There are further considerations with regard to what makes the soul valuable. If the soul were not, it would not be - value is ascribed to things according to the soul, the artwork in physical space of the non-physical self, which is the determiner of all value. If none were to conclude that the soul is of equal worth to value itself, in the physical realm, then they would all be wrong by virtue of the soul's infallibility. That is, they could not make up for the fact that their own souls value their statements. And how is it that there can be no other evaluator? I will tell you: because the soul is defined as such.

The soul, though the artwork of the self, is not the self, but defined by its evaluation of physical value in conjunction with existing in the physical world. That is to say, the soul cannot be removed in the presence of necessary value, for such value implies its existence. That the soul maintains itself as artwork simply implies that the non-physical self is the A Priori evaluator, which is true, though it does not maintain itself in physical space, which is the work of the soul. That is, the soul is defined by the self's ability to judge physical value in the physical realm; else the soul could not find the workings of God to be appreciable, and so would damn itself to oblivion or worse in the struggle to find the truth.
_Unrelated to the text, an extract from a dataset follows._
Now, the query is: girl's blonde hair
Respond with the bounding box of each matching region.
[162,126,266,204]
There is no alternative; it's checkmate.

I cannot stress enough the meaning of the soul's definition. It is an artwork, but must not be labeled as such with regard to its purpose. Its purpose is to serve as the self in a physical sense; and it does this under the ownership - the A Priori possession - of the non-physical self which rules over it.

Consider one who posed that free will was not, because the soul is not. First, how does the soul establish free will? This is simple: it provides unbound ends by virtue of existing under the artwork of the non-physical absolute - the self, which allows it to strive for other absolute ends. Thus the soul need exist for free will, but one whose contention strikes against this freeness is instantly degraded; for how else could one pose a question with regard to an indefinite end? That he seeks to rebuke a concept outside the realm of the physical maintains as necessary his ability to strive for perfect ends, which he could not do without a soul, and which defines his being unbound; being free. There is no alternative-- the refutation is in check and has nowhere else to move.

Other arguments that suffer this fate include the notorious God is dead. How could he be if from one's thought one can deduce his existence? That is, how can it be with the knowledge of absolutes, including God, whose meaning is located in their very existence as such? That is to say, if God exists as an absolute, and he does, then who can deny Him? For do they not deny that thing which they cannot conceive, and as such vow their inability to deny it, and, further, note their own ability to pursue unthinkable ends, perfect ends, in a physical sphere provided to them, by that which we label God? Yes to all questions; their refutation is null - the proof is in the pudding.

Consider further one's denial of the will's freeness. Is it not so that one's actions are defined in value by that which they pursue? If all is determined, what point is there to discussion? Indeed, thoughts would have no value. If all was determined, there should be no questioning, for it all would be for not. Which is not to say it necessarily concludes that one could not think, but that one would not think, and as they do, for the value provided, this determinism, too, leads to the thoughtlessness of the former examples.